Last month, the company agreed to an automotive manufacturing plant in Ohio from ailing startup Lordstown Motors for $230 million — giving it a booster shot in the areas of automobile assembly capacity, equipment and talent. The plant was previously run by General Motors.
According to Reuters, this follows plans to build another manufacturing facility in Thailand as well as a chipmaking plant in Taiwan.

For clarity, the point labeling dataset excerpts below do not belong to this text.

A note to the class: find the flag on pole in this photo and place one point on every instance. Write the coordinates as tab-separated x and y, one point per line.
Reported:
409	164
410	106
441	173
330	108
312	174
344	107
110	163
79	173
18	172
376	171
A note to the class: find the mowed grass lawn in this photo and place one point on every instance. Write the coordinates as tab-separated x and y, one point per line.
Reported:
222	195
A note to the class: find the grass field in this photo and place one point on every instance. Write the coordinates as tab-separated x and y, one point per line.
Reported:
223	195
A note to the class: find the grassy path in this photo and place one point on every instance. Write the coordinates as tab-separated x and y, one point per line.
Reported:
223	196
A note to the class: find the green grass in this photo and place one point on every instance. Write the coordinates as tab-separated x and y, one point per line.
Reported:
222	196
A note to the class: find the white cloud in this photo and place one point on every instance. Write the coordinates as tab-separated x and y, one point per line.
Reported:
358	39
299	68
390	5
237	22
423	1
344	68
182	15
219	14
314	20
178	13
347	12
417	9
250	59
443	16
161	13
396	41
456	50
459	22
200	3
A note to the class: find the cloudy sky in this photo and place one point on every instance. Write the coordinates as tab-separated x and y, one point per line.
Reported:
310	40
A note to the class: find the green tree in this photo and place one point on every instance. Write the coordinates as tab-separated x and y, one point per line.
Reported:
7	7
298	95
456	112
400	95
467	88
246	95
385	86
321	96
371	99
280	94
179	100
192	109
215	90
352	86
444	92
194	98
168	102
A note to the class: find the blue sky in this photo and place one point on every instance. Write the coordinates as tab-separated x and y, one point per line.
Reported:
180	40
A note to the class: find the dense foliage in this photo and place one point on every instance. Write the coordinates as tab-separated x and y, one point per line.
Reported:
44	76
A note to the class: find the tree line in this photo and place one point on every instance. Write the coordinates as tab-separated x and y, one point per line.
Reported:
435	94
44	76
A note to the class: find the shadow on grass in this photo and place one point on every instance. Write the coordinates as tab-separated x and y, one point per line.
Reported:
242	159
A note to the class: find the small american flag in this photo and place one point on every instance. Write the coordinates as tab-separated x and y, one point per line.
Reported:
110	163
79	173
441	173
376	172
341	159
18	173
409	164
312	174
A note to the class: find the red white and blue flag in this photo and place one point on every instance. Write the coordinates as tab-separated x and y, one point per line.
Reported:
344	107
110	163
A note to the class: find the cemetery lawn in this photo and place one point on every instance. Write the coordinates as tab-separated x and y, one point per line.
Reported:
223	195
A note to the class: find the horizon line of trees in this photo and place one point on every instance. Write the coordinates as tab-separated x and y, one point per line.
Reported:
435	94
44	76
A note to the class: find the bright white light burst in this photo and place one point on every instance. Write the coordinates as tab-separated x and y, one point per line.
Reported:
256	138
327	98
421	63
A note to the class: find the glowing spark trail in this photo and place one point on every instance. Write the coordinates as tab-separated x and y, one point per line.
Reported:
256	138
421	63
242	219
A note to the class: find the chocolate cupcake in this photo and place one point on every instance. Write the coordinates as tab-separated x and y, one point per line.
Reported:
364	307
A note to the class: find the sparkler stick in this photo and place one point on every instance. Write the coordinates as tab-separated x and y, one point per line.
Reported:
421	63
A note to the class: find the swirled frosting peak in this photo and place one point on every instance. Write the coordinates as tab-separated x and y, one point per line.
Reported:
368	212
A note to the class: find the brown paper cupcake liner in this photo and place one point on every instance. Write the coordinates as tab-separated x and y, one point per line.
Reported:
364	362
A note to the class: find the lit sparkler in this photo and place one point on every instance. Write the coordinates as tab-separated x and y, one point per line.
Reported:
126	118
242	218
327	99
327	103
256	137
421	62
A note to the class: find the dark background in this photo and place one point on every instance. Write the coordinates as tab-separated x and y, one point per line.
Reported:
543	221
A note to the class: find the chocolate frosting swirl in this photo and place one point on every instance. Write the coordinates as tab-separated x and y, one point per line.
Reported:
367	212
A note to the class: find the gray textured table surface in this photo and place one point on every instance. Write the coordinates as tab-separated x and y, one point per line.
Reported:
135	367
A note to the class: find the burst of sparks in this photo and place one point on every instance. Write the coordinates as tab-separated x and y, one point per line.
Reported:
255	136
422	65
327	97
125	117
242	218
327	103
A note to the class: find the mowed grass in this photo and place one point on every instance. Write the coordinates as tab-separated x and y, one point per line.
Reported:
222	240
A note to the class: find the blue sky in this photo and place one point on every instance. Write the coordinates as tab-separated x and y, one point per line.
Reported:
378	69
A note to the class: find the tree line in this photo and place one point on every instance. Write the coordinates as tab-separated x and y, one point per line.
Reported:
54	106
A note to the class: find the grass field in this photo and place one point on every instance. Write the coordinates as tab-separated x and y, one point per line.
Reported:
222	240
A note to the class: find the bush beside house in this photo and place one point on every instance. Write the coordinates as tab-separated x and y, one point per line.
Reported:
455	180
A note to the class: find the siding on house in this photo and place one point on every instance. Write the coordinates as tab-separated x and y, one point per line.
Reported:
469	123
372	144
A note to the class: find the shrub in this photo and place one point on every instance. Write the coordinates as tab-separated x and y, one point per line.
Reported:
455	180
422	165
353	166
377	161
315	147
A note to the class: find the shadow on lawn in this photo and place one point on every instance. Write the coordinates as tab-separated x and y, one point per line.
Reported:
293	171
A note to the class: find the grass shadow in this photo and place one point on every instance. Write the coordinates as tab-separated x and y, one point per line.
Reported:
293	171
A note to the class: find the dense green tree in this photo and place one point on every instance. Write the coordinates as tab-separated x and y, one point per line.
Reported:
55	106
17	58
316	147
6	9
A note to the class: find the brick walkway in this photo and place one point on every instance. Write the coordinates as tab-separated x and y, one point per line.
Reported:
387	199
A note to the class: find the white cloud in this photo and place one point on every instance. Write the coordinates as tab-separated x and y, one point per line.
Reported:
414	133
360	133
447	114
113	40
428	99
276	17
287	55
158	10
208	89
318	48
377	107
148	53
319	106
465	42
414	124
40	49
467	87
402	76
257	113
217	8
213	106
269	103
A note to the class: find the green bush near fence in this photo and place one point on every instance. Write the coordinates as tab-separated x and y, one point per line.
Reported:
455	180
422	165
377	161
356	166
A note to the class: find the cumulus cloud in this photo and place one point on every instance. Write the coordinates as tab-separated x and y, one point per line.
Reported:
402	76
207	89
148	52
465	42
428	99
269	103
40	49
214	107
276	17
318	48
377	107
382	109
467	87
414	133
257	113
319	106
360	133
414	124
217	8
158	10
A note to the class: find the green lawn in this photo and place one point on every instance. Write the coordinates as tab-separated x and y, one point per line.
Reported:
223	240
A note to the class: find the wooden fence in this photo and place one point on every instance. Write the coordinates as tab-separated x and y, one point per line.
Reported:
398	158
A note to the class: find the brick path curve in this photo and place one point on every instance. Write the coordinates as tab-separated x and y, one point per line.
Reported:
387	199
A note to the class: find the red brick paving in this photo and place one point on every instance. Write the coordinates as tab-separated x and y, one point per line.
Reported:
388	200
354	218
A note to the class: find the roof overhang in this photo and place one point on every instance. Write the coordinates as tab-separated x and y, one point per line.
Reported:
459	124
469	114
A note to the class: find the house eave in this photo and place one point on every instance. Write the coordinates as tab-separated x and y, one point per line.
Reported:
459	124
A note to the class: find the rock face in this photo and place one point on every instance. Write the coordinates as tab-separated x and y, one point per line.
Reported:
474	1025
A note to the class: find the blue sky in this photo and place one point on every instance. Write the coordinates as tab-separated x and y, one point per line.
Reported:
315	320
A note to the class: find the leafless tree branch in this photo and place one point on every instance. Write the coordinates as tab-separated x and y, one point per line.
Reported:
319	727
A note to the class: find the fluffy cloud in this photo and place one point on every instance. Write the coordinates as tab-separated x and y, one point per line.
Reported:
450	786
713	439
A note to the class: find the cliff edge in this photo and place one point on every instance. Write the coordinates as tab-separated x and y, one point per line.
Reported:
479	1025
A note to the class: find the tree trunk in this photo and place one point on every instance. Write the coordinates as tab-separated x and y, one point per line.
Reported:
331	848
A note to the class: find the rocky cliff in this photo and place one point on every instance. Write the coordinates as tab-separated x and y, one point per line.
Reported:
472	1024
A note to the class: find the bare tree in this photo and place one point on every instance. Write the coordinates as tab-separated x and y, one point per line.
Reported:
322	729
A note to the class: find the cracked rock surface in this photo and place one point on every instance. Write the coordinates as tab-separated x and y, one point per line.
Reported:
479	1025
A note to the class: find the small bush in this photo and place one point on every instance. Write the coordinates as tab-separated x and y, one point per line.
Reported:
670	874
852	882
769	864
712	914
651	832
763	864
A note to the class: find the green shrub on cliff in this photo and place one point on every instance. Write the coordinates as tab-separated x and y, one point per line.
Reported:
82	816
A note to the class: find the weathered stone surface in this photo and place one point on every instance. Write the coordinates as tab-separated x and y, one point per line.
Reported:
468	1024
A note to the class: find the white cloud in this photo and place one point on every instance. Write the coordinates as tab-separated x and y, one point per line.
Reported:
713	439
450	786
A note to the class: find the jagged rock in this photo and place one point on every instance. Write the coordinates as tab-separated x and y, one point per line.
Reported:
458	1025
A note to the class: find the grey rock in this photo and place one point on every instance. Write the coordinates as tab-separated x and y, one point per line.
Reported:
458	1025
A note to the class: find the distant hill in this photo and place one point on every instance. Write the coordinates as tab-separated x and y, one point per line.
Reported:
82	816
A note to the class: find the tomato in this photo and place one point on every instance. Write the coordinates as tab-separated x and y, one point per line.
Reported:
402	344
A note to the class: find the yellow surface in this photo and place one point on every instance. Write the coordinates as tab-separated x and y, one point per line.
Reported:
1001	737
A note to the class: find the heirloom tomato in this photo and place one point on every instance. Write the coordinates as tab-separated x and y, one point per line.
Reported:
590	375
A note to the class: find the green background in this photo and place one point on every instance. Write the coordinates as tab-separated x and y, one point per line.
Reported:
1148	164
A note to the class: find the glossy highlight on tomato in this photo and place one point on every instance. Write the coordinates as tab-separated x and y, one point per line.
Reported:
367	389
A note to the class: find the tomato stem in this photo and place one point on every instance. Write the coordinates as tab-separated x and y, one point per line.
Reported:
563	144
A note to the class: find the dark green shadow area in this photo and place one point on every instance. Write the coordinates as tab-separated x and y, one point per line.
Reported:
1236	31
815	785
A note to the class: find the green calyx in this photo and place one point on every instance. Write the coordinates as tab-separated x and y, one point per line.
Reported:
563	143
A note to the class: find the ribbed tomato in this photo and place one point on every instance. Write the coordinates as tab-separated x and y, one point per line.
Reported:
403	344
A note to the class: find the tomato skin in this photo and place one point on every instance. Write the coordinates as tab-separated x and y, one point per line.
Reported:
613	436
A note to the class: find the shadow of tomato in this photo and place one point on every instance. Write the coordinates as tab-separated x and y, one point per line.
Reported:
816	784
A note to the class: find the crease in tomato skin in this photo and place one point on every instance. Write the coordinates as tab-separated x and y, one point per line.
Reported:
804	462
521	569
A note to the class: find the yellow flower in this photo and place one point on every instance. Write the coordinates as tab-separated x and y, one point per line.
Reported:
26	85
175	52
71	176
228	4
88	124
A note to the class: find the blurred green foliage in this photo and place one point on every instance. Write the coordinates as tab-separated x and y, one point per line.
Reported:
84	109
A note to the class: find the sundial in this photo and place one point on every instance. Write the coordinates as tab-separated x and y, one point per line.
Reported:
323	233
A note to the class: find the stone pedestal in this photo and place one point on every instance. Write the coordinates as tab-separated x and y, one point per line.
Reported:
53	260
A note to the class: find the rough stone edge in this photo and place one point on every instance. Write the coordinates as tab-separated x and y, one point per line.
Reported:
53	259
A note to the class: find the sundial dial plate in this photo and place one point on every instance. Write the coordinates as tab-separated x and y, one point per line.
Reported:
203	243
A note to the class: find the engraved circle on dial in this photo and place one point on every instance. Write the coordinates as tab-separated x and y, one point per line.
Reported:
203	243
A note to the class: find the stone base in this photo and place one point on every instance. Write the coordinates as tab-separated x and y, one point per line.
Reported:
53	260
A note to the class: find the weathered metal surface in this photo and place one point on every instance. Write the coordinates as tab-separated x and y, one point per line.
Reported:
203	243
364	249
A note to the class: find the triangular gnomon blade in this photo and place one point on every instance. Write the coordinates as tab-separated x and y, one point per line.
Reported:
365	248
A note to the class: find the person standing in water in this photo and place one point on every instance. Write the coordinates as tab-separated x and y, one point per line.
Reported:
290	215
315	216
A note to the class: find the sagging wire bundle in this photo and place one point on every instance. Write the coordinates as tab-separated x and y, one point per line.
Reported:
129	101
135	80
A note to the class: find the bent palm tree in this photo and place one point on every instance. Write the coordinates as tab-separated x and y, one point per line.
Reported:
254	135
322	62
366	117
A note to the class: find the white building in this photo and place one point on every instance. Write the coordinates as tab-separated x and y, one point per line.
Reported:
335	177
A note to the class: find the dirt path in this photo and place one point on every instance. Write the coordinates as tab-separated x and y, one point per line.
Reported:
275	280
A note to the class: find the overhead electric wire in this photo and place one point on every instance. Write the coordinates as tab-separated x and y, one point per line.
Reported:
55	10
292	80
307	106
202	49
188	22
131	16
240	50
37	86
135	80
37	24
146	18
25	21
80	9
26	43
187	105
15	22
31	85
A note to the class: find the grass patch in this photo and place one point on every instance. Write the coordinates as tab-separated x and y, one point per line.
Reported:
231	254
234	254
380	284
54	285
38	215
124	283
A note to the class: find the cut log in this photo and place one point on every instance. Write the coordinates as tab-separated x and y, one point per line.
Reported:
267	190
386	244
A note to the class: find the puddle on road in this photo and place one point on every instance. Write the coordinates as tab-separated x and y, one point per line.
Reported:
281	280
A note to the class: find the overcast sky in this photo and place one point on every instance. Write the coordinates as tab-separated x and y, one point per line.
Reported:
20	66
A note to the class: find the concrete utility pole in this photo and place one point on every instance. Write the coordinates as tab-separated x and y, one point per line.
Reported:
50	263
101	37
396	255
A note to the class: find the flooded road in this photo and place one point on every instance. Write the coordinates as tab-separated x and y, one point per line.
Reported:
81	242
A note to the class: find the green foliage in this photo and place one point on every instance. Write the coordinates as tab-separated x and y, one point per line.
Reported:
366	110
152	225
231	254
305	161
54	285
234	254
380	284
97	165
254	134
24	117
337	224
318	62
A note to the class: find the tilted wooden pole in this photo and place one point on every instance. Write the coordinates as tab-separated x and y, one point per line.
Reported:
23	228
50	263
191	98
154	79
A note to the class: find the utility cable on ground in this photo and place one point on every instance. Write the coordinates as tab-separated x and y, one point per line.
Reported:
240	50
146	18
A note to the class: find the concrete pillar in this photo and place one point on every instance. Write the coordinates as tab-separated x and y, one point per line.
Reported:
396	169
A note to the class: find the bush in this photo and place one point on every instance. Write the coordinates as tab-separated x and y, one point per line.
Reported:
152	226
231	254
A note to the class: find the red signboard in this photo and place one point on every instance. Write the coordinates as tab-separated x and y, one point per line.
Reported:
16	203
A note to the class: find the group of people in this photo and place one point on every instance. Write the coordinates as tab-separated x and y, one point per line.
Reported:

The aim is to be able to service auto customers and partners, which already include US-based Fisker and China’s Geely, closer to their end users.
Timing of announcement
One of Foxconn’s biggest customers — iPhone maker Apple — has been secretly working on an autonomous automotive project codenamed Project Titan.
Apple is yet to formally announce the project or even decide on a manufacturing partner — however, CEO Tim Cook has hinted earlier that the company has been working on autonomy as a core technology.
Additionally, Chinese smartphone company Xiaomi Corp CEO Lei Jun announced on Tuesday that the company will mass-produce its own cars in the first half of 2024. In March, Xiaomi had said it would commit to investing $10 billion in a new electric car division over the next ten years.
And even though the company has announced its intent formally to get into EVs, like Apple, it is yet to reveal if it will produce the car independently or via partnership with a manufacturer.